Как бы ни относиться к творчеству Пикассо, надо признать: он был одним из наиболее характерных представителей искусства развитой технической цивилизации первой половины XX века — победоносного вхождения в земной мир машины, как отмечал Н. Бердяев.
Вряд ли художник продумывал происходящее так же глубоко, как философ. Но интуитивно выражал то, что скрыто за внешним обликом предметов и явлений. Он говорил: «Я ищу одного — выразить то, что хочу. Я не ищу новых форм, я их нахожу».
Хорошо знавший его советский писатель Илья Эренбург высказал верную мысль: «Люди, которые пишут о Пикассо, отмечают, что он стремится освежевать, распотрошить зримый мир, расчленить и природу, и мораль, сокрушить существующее; одни видят в этом его силу, революционность, другие с сожалением или возмущением говорят о «духе разрушения»… Справедливо ли назвать разрушителем человека, преисполненного жажды созидания художника, который свыше шестидесяти лет подряд строил и строит, который смело примкнул к коммунистам, не предпочел безразличия или позы скепсиса, куда более легкой для художника?

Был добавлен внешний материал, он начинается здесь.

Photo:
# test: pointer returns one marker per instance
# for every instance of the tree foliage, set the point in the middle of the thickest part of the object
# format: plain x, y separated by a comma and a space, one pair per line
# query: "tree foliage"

Можно — и это тоже будет правдой — сказать, что Пикассо оживает в своей мастерской, что он предпочитает одиночество митингам или заседаниям. Но как при этом забыть его страстность в годы испанской войны, его голубка, участие в движении сторонников мира и многое другое?»

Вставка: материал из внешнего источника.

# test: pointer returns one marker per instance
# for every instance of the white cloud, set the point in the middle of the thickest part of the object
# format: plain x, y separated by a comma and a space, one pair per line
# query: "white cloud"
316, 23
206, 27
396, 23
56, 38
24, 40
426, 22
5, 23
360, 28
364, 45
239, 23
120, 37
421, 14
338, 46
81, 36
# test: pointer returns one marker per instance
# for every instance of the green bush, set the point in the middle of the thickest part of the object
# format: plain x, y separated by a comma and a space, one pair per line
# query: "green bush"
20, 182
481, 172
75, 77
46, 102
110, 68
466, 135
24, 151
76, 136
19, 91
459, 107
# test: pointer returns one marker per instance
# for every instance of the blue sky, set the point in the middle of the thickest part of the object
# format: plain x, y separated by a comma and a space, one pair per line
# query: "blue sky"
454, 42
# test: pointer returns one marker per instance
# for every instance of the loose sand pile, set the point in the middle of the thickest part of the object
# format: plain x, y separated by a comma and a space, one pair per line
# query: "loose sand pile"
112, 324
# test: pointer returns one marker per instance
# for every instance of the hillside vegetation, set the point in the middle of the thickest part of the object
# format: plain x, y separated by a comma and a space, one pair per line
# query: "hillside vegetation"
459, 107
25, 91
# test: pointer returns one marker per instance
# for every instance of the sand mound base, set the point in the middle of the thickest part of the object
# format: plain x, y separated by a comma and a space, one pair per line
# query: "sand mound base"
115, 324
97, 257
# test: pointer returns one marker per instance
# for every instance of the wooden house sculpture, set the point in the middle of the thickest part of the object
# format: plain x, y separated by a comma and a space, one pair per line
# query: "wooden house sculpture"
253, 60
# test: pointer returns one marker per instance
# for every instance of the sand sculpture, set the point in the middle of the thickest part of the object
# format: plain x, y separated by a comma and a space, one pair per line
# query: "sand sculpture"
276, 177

В некоторых случаях «разрушительный» стиль, который использовал Пикассо, наиболее точно выражает суть происходящего. Его монументальная «Герника» (1937) — страстный крик в защиту человека, против убийств и разрушений. Поводом для нее стала трагедия жителей испанского городка Герники, стертого фашистской авиацией с лица земли. Однако произведение оказалось пророческим; это доказали Вторая мировая война и уничтожение американскими атомными бомбами двух мирных японских городов.